There are lots of ways of practicing consensus decision-making and the ones mentioned in this topic are just some of them. And that is the first (and perhaps biggest) challenge of creating a popular plugin rather than having dozens of them, each limited to a particular flavour of consensus. The plugin would have to be flexible enough to accommodate many/most of these flavours…

I don’t have a silver bullet, but here is one important insight that might help understand what all the different versions of consensus have in common: consensus is not unanimity. Indeed, although the two look very similar on the surface, they differ fundamentally. In short: consensus is about nobody disagreeing, unanimity is about everyone agreeing.

In order to find out whether everyone agrees, everyone needs to express their preference, i.e. to cast a vote of some sort. A unanimous decision is achieved through voting.

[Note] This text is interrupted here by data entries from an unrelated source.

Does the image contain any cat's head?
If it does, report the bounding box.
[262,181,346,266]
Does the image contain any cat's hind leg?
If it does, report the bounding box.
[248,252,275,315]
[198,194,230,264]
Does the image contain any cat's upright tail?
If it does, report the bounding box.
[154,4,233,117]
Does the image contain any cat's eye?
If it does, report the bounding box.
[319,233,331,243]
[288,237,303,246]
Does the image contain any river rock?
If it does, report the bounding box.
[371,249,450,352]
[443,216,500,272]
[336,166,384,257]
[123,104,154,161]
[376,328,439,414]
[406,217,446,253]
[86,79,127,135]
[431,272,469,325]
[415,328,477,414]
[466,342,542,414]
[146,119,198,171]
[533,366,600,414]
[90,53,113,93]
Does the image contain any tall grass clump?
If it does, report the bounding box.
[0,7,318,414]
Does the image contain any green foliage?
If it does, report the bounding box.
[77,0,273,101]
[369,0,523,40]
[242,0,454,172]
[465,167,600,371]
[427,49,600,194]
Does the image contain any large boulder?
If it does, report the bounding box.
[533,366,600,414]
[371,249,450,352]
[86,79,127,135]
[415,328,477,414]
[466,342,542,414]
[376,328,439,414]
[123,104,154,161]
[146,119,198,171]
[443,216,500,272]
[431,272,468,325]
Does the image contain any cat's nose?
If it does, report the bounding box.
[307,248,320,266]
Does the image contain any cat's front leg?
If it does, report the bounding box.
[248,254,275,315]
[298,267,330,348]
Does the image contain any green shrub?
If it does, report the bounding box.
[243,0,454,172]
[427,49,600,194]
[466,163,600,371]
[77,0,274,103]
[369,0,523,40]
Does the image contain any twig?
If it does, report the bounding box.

Consensus, by contrast does not require everyone to express a preference. It only requires that no one objects. This makes consensus so incredibly powerful and flexible but it (at least in its basic form) also allows decisions that no one really likes but also doesn’t dislike enough to object (also known as the “Abilene Paradox”).

For a more detailed discussion of consensus and unanimity see this blog post:

Just to be clear: this post is not meant as a critique of any of the previous posts in this topic. I am not proposing any specific implementation of a consensus method, I’m just suggesting a way of thinking about and understanding consensus.


(Richard - DiscourseHosting.com) #15

No, it could also be about impossibilities.
One very good use case for this is to pick a date between a number of participants for a meeting. Throw 5 dates in there and let everyone choose between ‘can attend’ , ‘maybe’ and ‘won’t make it that day’ and you’ll be able to choose the best date for the meeting. Like https://cally.com/


(Christoph) #16

Good example! That’s exactly what I meant with: we use consensus all the time. Or maybe not exactly, because all participants are asked to give their preference, but a lot of the time when you schedule meetings, only a few people give their preferences and tbe others only object if it doesn’t suit them.